Come to me, all you who are weary and burdened, and I will give you rest.
Take my yoke upon you and learn from me, for I am gentle and humble in heart, and you will find rest for your souls.

Matthew 11:28-29

--------------------------------------------------------
One night a man had a dream. He dreamed he was walking along the beach with the Lord.
Across the sky flashed scenes from his life.
For each scene he noticed two sets of footprints in the sand: one belonging to him, and the other to the Lord.
When the last scene of his life flashed before him, he looked back at the footprints in the sand.
He noticed that many times along the path of his life there was only one set of footprints.
He also noticed that it happened at the very lowest and saddest times in his life.

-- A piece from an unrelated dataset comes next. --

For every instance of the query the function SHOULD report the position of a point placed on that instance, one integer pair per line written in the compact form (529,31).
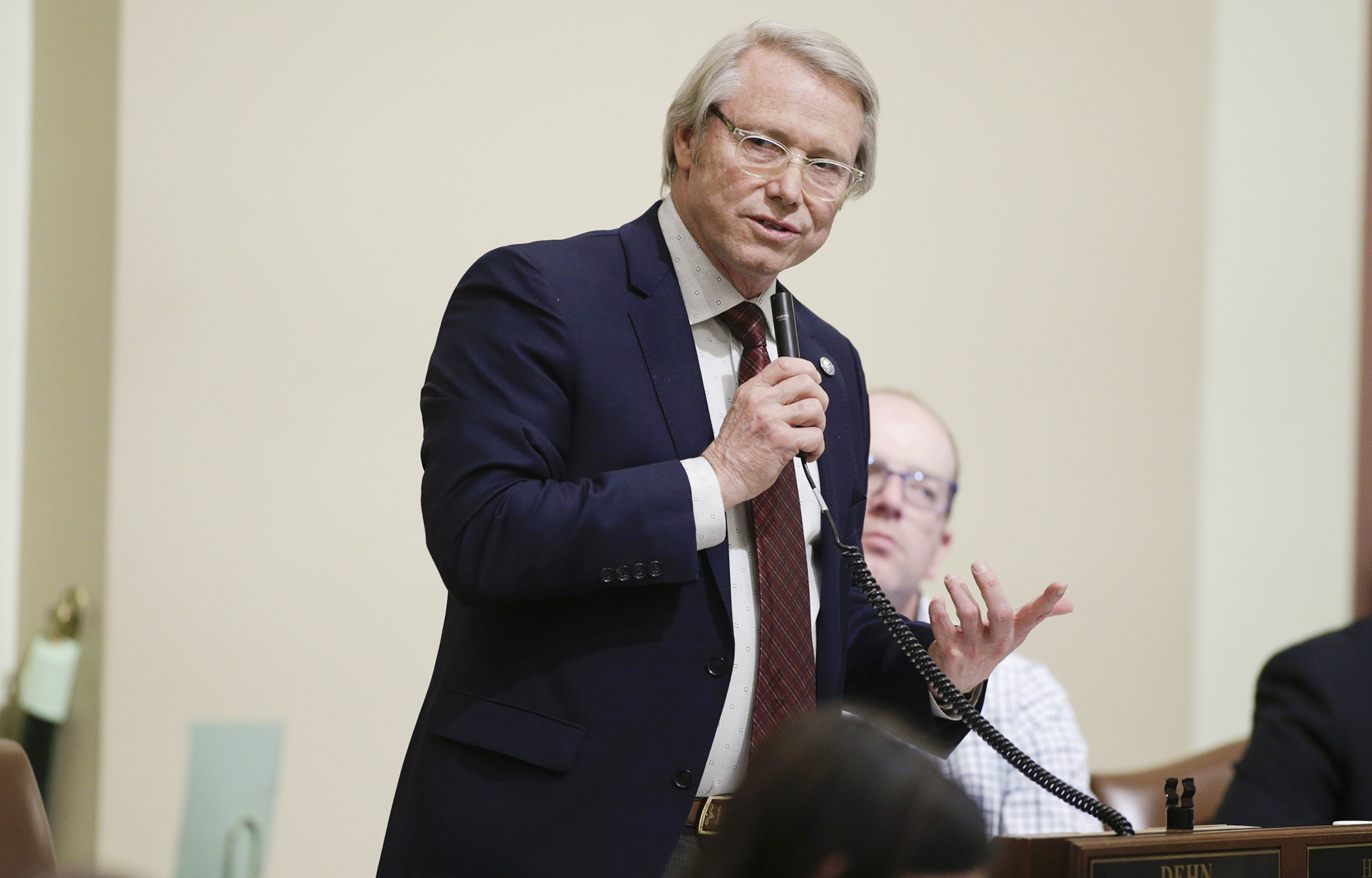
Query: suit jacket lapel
(836,483)
(664,336)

This really bothered him and he questioned the LORD about it:
"LORD, you said that once I decided to follow you, you'd walk with me all the way.
But I have noticed that during the most troublesome times in my life, there is only one set of footprints.
I don't understand why when I needed you most you would leave me."

The LORD replied:
"My son, my precious child, I love you and I would never leave you.
During your times of trial and suffering, when you see only one set of footprints,
it was then that I carried you."

---------------------------------------------------------
I've listened to the "footprints" poem a million times or more
Of how when only one set shows upon the sandy shore
It is the Lord carrying us and taking on our load
And His are the only set of footprints that showed.

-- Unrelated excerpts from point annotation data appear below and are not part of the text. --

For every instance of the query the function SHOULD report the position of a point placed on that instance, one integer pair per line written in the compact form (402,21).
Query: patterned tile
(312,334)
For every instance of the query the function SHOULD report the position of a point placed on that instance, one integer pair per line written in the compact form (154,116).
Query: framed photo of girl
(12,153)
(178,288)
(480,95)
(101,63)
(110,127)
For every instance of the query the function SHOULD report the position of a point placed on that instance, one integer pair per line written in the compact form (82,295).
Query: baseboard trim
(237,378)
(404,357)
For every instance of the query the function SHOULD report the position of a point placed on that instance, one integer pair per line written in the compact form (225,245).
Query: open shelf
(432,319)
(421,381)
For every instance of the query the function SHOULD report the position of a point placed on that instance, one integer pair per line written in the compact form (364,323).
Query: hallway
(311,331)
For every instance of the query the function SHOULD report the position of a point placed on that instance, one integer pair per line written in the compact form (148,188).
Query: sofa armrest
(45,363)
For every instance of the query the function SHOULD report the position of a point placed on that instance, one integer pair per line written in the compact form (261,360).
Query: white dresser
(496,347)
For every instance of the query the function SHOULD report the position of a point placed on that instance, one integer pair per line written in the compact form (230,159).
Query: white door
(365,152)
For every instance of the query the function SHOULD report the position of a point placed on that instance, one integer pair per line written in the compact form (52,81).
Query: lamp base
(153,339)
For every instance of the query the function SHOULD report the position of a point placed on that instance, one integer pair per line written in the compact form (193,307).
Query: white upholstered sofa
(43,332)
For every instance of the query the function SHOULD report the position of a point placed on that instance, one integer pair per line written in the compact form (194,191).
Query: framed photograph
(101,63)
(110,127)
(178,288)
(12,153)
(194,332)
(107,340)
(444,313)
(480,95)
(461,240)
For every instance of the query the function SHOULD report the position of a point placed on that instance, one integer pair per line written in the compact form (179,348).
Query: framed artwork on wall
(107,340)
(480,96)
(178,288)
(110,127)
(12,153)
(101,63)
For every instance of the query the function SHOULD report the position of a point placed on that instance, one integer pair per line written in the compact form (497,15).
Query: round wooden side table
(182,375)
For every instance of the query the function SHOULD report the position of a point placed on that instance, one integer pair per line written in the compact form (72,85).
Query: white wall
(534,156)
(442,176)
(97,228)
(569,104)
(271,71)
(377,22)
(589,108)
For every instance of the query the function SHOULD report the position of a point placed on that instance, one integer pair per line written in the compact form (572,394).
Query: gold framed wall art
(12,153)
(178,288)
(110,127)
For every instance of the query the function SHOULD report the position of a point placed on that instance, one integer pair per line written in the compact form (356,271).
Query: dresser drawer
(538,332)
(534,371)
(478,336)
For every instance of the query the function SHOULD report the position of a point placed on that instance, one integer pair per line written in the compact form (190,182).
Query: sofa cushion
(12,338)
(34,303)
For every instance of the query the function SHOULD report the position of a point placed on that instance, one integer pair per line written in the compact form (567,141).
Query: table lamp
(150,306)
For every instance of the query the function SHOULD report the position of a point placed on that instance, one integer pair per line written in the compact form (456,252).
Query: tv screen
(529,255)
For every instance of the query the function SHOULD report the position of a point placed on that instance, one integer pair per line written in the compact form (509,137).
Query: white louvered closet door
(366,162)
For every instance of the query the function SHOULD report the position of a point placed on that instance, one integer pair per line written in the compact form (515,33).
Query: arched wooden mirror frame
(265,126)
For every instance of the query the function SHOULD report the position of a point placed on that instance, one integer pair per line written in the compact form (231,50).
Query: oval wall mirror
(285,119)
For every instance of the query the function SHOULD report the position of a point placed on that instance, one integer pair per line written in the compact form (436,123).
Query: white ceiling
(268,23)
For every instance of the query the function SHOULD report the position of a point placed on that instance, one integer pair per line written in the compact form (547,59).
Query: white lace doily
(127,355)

But what if when we look there are no footprints to be found?
All we see is plain and simple sand upon the ground.
No imprints showing that our Lord is carrying us through life
Helping us when we feel we can not handle all this strife.
Where is my Lord now that I've fallen and can't seem to get back up?
So tired and lonely trying to deal with what seems an overflowing cup.
Where are those footprints in the sand to tell me He's right there?
Helping me with problems and showing that He really does care.
Does He have favorites, OH NO! Please tell me that's not so!
But why does life seem easier for some people that I know?
And sometimes I just scream out loud although it seems in vain,
but often it gets harder each day to deal with all this pain.


And then it dawned on me as I realize how simple could it be.
I wonder why I was so blind that I truly did not see.
It must have been a lightning bolt that one day gave me light,
Cause out of the clear blue sky, I finally regained my sight.
I saw a fluffy white cloud shaped like an Angel dear.
That helped me to understand and see things oh so clear,
That when I saw no footprints and so often wondered why,
My Lord carried me on Angel wings, when He decided to fly.